Revisions to Medicaid Best Price Rule
Precision financing tools have begun to be developed in order to meet financing challenges associated with durable cell and gene therapies (Figure ).1 However, implementation barriers still remain before these tools bridge the gap between manufacturers and payers.
One of these implementation challenges – Medicaid drug price reporting and rebate rules – was discussed in a workshop led by Mark Trusheim (Strategic Director, Massachusetts Institute of Technology [MIT]) at this year’s conference.2 The 1990 Medicaid “Best Price” Rule ensures that Medicaid receives rebates at least as large as commercial payers. This rule enhances affordability for certain therapies, but hinders the ability of manufacturers to enter into value-based contracts with commercial payers, as this exposes them to significant financial risk, particularly with regard to cell and gene therapies. An example of this would be a hypothetical scenario in which a small health plan enters into a performance-based contract with a manufacturer with a 100% rebate paid if patients do not respond to therapy; if the health plan only covers one patient receiving this therapy and the patient does not respond, the plan receives a 100% rebate, and this 100% rebate would then apply to each Medicaid state plan regardless of the outcomes of the Medicaid covered patients.

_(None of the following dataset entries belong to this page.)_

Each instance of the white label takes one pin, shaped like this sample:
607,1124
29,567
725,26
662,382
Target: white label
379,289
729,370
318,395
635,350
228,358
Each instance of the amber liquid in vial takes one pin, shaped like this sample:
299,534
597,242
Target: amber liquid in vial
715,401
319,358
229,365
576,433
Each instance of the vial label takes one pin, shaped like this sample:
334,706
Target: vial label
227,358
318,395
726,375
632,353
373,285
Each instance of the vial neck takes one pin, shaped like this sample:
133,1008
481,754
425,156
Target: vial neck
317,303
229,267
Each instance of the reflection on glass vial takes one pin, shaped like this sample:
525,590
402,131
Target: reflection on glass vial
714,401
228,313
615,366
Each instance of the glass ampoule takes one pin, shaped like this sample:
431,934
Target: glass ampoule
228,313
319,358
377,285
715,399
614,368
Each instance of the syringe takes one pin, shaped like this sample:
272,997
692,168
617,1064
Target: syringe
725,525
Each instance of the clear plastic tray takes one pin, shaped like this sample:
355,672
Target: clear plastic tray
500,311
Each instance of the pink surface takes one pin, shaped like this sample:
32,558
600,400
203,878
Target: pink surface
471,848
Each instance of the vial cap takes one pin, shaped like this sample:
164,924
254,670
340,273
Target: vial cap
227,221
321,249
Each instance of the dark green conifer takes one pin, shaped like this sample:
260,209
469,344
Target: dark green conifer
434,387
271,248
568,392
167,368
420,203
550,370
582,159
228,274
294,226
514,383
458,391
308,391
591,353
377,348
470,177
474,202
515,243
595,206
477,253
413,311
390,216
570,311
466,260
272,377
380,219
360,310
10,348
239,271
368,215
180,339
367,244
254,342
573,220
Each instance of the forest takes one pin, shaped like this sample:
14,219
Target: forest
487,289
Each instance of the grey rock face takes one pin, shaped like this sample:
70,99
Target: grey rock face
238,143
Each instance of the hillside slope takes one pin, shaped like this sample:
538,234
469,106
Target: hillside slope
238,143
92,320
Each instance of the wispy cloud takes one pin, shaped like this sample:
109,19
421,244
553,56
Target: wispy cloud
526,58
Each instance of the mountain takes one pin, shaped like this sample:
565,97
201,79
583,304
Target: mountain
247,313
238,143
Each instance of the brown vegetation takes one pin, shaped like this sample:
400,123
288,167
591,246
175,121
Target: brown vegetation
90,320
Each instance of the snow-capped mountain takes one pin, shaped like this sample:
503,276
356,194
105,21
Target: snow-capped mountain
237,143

The Centers for Medicare & Medicaid Services (CMS) is now implementing a rule that may help to mitigate challenges associated with the Medicaid Best Price Rule and promote the execution of more value-based contracts for cell and gene therapies. One aspect of the Final Rule, which goes into effect on 1st July 2022, introduces tiered Medicaid best price reporting based on therapy performance bands. In accordance with this tiered system, different prices will be able to be reported for each performance band, allowing for multiple best prices. This flexibility addresses a number of challenges associated with the Medicaid Best Price Rule, such as the single-patient problem described above (Figure ). Indeed, modelling studies demonstrate that the implementation of multiple best prices increases the availability of value-based access agreements to commercial plans and the rule has the potential to reduce misalignment between manufactures and payers regarding who pays for what outcomes.2 Unfortunately, the Multiple Best Price Rule is likely to limit manufacturer flexibility regarding value-based agreements due to administrative burden, and thus customisation for commercial plans may become problematic.
From the Medicaid perspective, the Final Rule permits state Medicaid programs to choose whether they opt-in to multiple best pricing. If they choose not to, state Medicaid programs will receive the best price of all non-value-based commercial contracts. These programs will still receive rebates but will likely overpay for the value of cell and gene therapies. For state programs that do opt-in, multiple best pricing maintains Medicaid rebates and facilitates alignment between the prices Medicaid receives with the value of therapies based on performance. However, the states themselves will be directly responsible for executing the contracts, while Medicaid will only be responsible for reporting the rebates required for each performance band (based on the commercial contracts). As such, states will require the necessary funds and infrastructure in order to report patient outcomes and receive the proper rebate as dictated by performance tier.
Overall, it appears likely that the new CMS Final Rule addresses challenges associated with the original Medicaid Best Price Rule and will support the expansion of value-based agreements, though at the expense of flexibility in these types of contracts. If indeed this new rule helps to break down policy barriers to the adoption of value-based agreements, the next step in ensuring that innovation within the healthcare delivery system keeps pace with innovation in therapies will be to address administrative and operational complexity, including accurate and timely reporting of patient outcomes.